Operating on a gut instinct, I opted not to seek out either Baldwin or any of his players for a comment or two about a near-triumph that had barely eluded them. Something told me to give them their space and allow them to commiserate with one another in a private setting without interruption or disturbance.

As a result, the T-A’s crack photographer Lenny Kerbs and I gathered up our belongings and headed for the back exit of the Cougar gym which was beginning to noticeably thin out. As we reached the exit, I heard a voice beckoning us from behind. It was none other than Baldwin who had gone out of his way to track us down and make himself available for some post-game discussion and analysis.

This simple act truly resonated with me. The coach was certainly under no obligation to interact with us and if he had elected to remain in the locker room to decompress, that would have been totally understandable. To be truthful, that would have been the course that many other coaches would have chosen.

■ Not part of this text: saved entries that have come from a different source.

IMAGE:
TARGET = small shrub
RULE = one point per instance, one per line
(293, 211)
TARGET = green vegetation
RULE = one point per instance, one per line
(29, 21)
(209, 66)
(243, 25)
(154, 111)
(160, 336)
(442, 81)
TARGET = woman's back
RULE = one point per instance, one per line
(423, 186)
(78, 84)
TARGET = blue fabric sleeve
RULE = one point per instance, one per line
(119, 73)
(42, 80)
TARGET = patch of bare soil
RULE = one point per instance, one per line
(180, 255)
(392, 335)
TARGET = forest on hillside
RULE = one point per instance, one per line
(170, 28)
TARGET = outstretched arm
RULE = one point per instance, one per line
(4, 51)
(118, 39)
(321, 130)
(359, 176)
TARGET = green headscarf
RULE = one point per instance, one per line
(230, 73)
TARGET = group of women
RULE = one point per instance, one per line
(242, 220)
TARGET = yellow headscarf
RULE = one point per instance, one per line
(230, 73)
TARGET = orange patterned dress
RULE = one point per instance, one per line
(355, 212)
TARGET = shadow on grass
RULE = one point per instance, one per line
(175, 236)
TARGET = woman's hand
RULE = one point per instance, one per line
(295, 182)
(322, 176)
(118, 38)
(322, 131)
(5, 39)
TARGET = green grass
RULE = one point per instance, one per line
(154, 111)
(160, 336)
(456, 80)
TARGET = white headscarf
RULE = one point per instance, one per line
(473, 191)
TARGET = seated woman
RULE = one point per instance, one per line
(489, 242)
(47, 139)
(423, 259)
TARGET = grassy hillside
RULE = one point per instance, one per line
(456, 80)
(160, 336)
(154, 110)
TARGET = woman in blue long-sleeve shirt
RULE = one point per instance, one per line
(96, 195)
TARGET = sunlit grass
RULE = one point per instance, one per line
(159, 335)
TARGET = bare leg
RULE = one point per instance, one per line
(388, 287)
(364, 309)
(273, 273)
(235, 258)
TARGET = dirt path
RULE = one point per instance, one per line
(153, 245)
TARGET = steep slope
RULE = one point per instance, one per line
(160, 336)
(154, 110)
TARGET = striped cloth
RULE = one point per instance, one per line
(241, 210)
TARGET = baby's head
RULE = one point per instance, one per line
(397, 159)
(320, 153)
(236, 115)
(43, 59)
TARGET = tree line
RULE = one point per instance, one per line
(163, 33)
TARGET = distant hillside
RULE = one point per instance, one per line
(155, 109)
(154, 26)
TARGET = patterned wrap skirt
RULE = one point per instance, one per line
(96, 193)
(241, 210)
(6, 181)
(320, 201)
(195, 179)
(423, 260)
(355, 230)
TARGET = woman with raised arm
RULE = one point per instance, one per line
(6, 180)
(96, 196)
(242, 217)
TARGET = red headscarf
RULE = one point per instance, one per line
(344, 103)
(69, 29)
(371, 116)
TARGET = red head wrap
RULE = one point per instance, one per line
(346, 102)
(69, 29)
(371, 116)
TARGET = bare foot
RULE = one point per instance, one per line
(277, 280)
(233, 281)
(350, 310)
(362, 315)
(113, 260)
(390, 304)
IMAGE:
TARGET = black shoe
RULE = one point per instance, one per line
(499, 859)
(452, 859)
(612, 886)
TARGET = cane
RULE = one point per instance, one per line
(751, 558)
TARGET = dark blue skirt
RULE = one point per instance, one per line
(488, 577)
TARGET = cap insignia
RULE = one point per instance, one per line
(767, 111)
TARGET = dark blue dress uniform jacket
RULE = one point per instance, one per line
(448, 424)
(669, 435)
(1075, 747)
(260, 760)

Baldwin had always been gracious in victory – now he was showing his class in the wake of a gut-wrenching, season-ending defeat.

So for the next ten minutes or so, he patiently responded to all the questions that I threw at him. Baldwin makes for a great interview because he is insightful, candid and expansive with his answers. Very much like Valley Center’s Jon Jones, whenever you listen to Baldwin, you feel as if you’re being given a basketball tutorial that is both understandable as well as nuanced. 

And while soaking in his words, it dawns on you why Baldwin has been such a success mentoring young men. Not only does he know his stuff when it comes to the X’s and O’s and  the finer points of the game, but his passion is readily apparent as is why he relates so effectively with his players. As a coach and as a person, Baldwin gives every appearance of having the right stuff.

After Baldwin eventually took his leave, Lenny and I made our way to an adjacent parking lot. As we did so, our conversation turned to Baldwin and we both marveled at the consideration and presence of mind that he had shown by seeking us out. Each of us had always held him in high regard but our estimation of him rose even more because of the manner in which he had conducted himself after absorbing such a disheartening blow. 

Revealingly, Baldwin had proven himself to be a class act and the epitome of a winner – even when he lost. 

One response to “In defeat EHS basketball coach Baldwin shows his class”

  1. Chris Grove says:

    He is such a great coach but more important than that “a great person.” Our son had the privilege of playing for him when he first became the head coach at EHS and he respects and loves Coach Baldwin! Thank you for this beautiful tribute to a great man.